Here is the complete fixed implementation. The race condition is resolved by introducing a `threading.Lock()` to synchronize access to the shared dictionaries. Additionally, the lock is released during the actual processing step to avoid blocking other threads unnecessarily.

```python
import threading

class JobQueue:
    def __init__(self):
        self.jobs = {}
        self.results = {}
        self.lock = threading.Lock()

    def add_job(self, job_id, data):
        with self.lock:
            self.jobs[job_id] = data
        return job_id

    def process_job(self, job_id, processor):
        # Critical section: claim the job atomically
        with self.lock:
            if job_id not in self.jobs:
                return False
            data = self.jobs[job_id]
            del self.jobs[job_id]
            
        # Process outside the lock to avoid blocking other queue operations
        result = processor(data)
        
        # Critical section: store the result atomically
        with self.lock:
            self.results[job_id] = result
            
        return True

    def get_result(self, job_id):
        with self.lock:
            return self.results.get(job_id)
```

### Key Fixes:
1. **Added `self.lock = threading.Lock()`**: Provides mutual exclusion for all shared state modifications.
2. **Protected TOCTOU Race**: The original code checked `if job_id not in self.jobs:` and then accessed it separately.
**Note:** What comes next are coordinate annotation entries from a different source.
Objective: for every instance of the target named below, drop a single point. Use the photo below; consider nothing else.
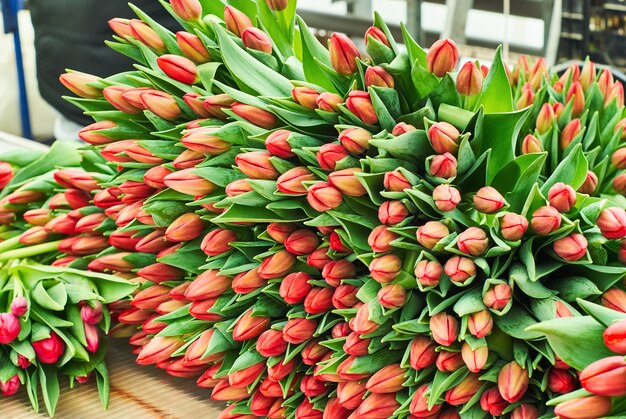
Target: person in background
(71, 34)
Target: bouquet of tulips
(324, 233)
(52, 319)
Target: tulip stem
(29, 251)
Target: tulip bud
(328, 101)
(360, 104)
(612, 223)
(9, 328)
(378, 76)
(343, 54)
(497, 297)
(322, 196)
(254, 115)
(584, 408)
(335, 271)
(444, 328)
(492, 402)
(512, 382)
(442, 57)
(146, 35)
(299, 330)
(78, 83)
(378, 406)
(48, 350)
(236, 21)
(571, 248)
(388, 379)
(385, 268)
(464, 391)
(449, 361)
(192, 47)
(428, 273)
(473, 241)
(469, 81)
(391, 296)
(431, 233)
(355, 140)
(256, 39)
(589, 186)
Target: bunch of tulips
(323, 233)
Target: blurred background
(560, 30)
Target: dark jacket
(71, 34)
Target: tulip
(464, 391)
(612, 223)
(492, 402)
(545, 220)
(589, 186)
(187, 182)
(442, 57)
(497, 296)
(443, 166)
(378, 406)
(322, 196)
(473, 241)
(431, 233)
(571, 248)
(446, 197)
(254, 115)
(48, 350)
(294, 287)
(11, 386)
(378, 76)
(360, 104)
(277, 265)
(561, 381)
(475, 359)
(444, 328)
(248, 326)
(299, 330)
(318, 300)
(245, 377)
(192, 47)
(256, 165)
(589, 407)
(512, 382)
(290, 182)
(343, 54)
(605, 377)
(328, 102)
(256, 39)
(480, 323)
(146, 35)
(361, 323)
(305, 96)
(428, 273)
(391, 296)
(449, 361)
(615, 337)
(162, 104)
(419, 404)
(469, 81)
(335, 271)
(380, 239)
(9, 327)
(615, 299)
(388, 379)
(236, 21)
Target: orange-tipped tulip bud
(469, 81)
(442, 57)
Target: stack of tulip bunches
(352, 236)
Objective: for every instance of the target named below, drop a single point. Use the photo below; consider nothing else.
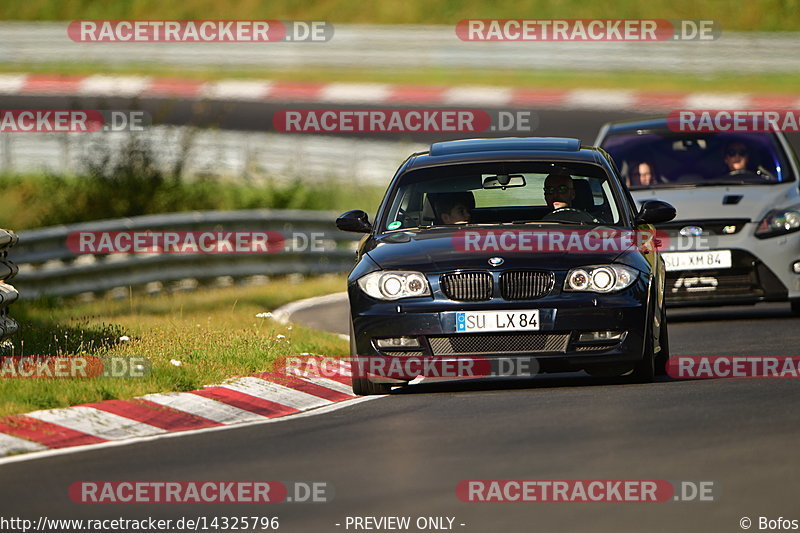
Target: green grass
(764, 15)
(36, 201)
(215, 334)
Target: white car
(736, 236)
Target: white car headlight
(779, 222)
(605, 278)
(394, 284)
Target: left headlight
(779, 222)
(604, 278)
(395, 284)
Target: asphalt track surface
(404, 454)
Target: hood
(724, 201)
(438, 250)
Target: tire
(363, 386)
(662, 359)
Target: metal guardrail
(393, 47)
(8, 294)
(214, 153)
(48, 267)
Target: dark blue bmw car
(507, 250)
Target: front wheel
(362, 386)
(645, 370)
(662, 359)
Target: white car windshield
(666, 159)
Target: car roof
(505, 149)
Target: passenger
(643, 175)
(453, 208)
(736, 157)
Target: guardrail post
(8, 294)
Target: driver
(736, 157)
(453, 208)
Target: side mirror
(655, 212)
(356, 221)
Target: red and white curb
(253, 399)
(383, 94)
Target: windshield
(503, 193)
(665, 159)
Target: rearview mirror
(655, 212)
(356, 221)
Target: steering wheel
(570, 214)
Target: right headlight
(779, 222)
(602, 278)
(395, 284)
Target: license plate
(697, 260)
(527, 320)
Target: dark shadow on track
(504, 384)
(773, 311)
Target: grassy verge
(521, 79)
(38, 201)
(764, 15)
(215, 334)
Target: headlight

This is now atomic under the lock.
3. **Separated Processing from Locking**: The lock is released before calling `processor(data)`. Holding a lock during potentially long-running tasks would serialize all job processing, defeating the purpose of concurrency. Releasing it allows multiple jobs to process in parallel while keeping dictionary operations thread-safe.
4. **Protected `get_result`**: Ensures consistent reads of `self.results` in case other threads are updating it concurrently.